Another point of controversy through the years was the absence of KJ’s internal organs following his autopsy. The second autopsy showed his organs had been replaced with old newspapers. The Johnsons sued a local funeral home, though the lawsuit was later withdrawn.

“The only plausible explanation would be that the (organs) were disposed of by the Georgia Bureau of Investigation because of their advanced decomposition,” Paulk says in the review.

‘Witch Hunt’

Paulk said in the review that none of the available evidence proves any criminal act was involved in Kendrick Johnson’s death. However, the conduct of some of the government parties involved was questionable, he said.

“I do find it disturbing and unethical that this investigation seemed to turn in to a ‘witch hunt’ after the FBI told the United States Attorney for the Middle District of Georgia that they had found nothing criminal, and they were consequently closing the case.”

Among the issues that concerned Paulk were:

— A person was offered a “financial inducement” while giving testimony;

— An FBI agent was told not to bring or interview a witness because he would not be good for the government’s case;

— A letter from the U.S. Attorney’s office for the Middle District of Georgia to the Washington, D.C., police chief said the case could make them “famous;”
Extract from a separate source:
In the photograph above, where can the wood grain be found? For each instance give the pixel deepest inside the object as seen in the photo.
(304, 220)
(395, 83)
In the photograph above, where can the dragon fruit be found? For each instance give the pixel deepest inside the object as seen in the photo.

— Affidavits for searches contained blatant errors “that never would have been approved by most judges;”

— A text message in evidence instructed a person to lie when testifying. “The person who sent the text was never even questioned about it;”

— A prosecutor’s statement claimed then-U.S. Attorney General Eric Holder was pressuring for results in the case;

— The above-mentioned email between a female Department of Justice agent and a male autopsy technician. “After that meeting, an autopsy was amended.”

“I am quite sure that there will still be a contingent that will believe there was foul play,” Paulk said at the review’s end. “I encourage everyone to study all the evidence in this file before forming an opinion.”

The Valdosta Daily Times has reached out to the U.S. Attorney’s Middle District of Georgia office for comment, as well as to Chevene King, an Albany-based attorney who has represented the Johnson family in the past but had not received any response Wednesday afternoon.

Terry Richards is senior reporter at The Valdosta Daily Times.